Even a first “regular” DUI charge in New Hampshire can have serious consequences, like fines of hundreds of dollars. But if the charge is “aggravated” DUI, the penalties can easily become life-changing.
Here are the actions to avoid if you don’t want an aggravated DUI charge, and punishments you may face without a good defense.
What qualifies a DUI as “aggravated”?
The regular blood alcohol limit for most types of New Hampshire drivers is 0.08%. If you’re already driving above the legal limit (and so, DUI), any one of these additional factors can qualify you for an aggravated DUI.
- A blood alcohol twice the limit, or 0.16%, or higher.
- Speeding at 30 mph above the posted speed limit or, for example, 75 mph in a 45-mph zone.
- Trying to get away from the police by accelerating, turning off your headlights, or bailing on your vehicle.
- A passenger who is 15 years old or younger.
- Causing an accident resulting in serious injuries to somebody else.
If these qualify you, you can face Class A misdemeanor charges.
If the other factors qualify you, plus there’s also serious injury to another person, you can face Class B felony charges.
Possible penalties an attorney may help reduce or avoid
The penalties at stake for an aggravated DUI include:
- $750 to $2,000 fine for the Class A misdemeanor.

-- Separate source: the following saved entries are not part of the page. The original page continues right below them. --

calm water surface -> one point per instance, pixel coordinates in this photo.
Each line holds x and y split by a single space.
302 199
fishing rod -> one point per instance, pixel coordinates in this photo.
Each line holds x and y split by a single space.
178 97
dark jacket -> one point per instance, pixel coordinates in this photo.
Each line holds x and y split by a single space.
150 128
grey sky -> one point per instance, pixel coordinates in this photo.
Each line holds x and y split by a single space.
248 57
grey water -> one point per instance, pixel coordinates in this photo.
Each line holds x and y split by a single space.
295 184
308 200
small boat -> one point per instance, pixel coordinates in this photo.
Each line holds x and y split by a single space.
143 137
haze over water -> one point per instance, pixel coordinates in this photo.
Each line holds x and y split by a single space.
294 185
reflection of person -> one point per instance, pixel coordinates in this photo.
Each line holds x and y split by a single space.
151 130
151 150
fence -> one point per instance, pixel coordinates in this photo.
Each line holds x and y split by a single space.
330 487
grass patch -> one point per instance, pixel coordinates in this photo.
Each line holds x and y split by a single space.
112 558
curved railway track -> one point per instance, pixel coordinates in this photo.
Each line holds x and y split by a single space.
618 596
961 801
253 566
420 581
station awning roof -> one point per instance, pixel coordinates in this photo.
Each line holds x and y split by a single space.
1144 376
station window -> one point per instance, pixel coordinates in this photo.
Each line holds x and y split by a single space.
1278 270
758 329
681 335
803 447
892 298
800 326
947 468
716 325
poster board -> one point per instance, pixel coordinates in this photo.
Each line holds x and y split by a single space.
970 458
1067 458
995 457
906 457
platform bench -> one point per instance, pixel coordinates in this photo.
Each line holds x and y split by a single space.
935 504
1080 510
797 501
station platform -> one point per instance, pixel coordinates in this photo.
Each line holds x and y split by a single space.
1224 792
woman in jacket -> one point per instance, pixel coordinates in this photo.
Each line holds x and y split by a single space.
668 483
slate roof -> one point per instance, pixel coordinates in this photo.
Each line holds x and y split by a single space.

- $1,000 to $4,000 fine for the Class B felony.
- 5 days to one year in jail for the Class A misdemeanor.
- 14 days to 7 years in jail for the Class B felony.
- Suspended driver’s license for 18 to 24 months. (Could be reduced to 12 months with the Impaired Driver Care Management Program, or IDCMP).
Again, all DUI charges can have a bigger impact on people’s lives than many people expect. The expense, jail time, loss of your ability to drive, and job loss or missed opportunities of all kinds can take over a person’s life unexpectedly and gradually, even if they thought a DUI was not a huge problem.
A good attorney will know that nothing is inevitable, and much more can be negotiated or cast in doubt than most people think.